Back to the basics: A photo essay
Wilderness survival students prepare for six weeks on the Yellowstone
It may have been a cold and blustery spring day in Cardwell, but the students at Green University were seemingly unaffected by the persistent April chills. The class of eight was busy going about their studies and day to day activities – washing and scraping hides, making buckskin clothing, building shelters, and having lunch in the school’s woodsmoke-infused yurt kitchen.

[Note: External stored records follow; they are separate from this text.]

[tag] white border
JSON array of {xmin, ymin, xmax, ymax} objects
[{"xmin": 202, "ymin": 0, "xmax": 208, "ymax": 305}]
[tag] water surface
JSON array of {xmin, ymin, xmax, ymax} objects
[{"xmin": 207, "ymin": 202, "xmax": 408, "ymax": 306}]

Madisonian readers may be familiar with Green University founder Thomas J. Elpel. The outdoor enthusiast kept us in the loop in 2019 as he traveled for five months along the Missouri River, sending regular updates that were published in the paper. His book, Five Months on the Missouri River Paddling a Dugout Canoe, has garnered three awards including the one Elpel’s most excited about, the Writer’s Digest First Place Award for Non-Fiction.

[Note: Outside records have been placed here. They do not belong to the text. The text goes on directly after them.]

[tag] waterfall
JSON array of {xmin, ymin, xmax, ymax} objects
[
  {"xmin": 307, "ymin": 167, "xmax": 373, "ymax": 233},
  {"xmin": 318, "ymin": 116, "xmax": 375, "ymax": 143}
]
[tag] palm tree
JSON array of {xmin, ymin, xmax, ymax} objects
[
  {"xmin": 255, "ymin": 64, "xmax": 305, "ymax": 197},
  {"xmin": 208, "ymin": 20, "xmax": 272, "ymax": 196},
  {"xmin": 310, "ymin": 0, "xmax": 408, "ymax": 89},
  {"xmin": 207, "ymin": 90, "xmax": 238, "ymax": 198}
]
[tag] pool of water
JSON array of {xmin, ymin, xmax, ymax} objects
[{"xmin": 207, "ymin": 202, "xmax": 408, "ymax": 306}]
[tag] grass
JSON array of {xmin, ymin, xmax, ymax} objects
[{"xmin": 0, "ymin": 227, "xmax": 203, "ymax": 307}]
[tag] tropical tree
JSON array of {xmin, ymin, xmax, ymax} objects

With that lengthy adventure under his belt, Elpel is now looking forward to taking another dugout down the Yellowstone River this July, August and September. His students will accompany him on that adventure outfitted with stone age garb and gear. But before they’re ready for the ultimate culmination of their lessons which began in September, they’ve got some time to hone in their primitive wilderness survival skills.
The students live on property, residing at River Camp in unique accommodations including yurts, Earth shelters, wickiups. They eat lots of wild game, which is often donated to them by hunters or even via roadkill that’s still fit for consumption. Over the course of a year at the school they learn about bow hunting, basket weaving and other primitive survival skills.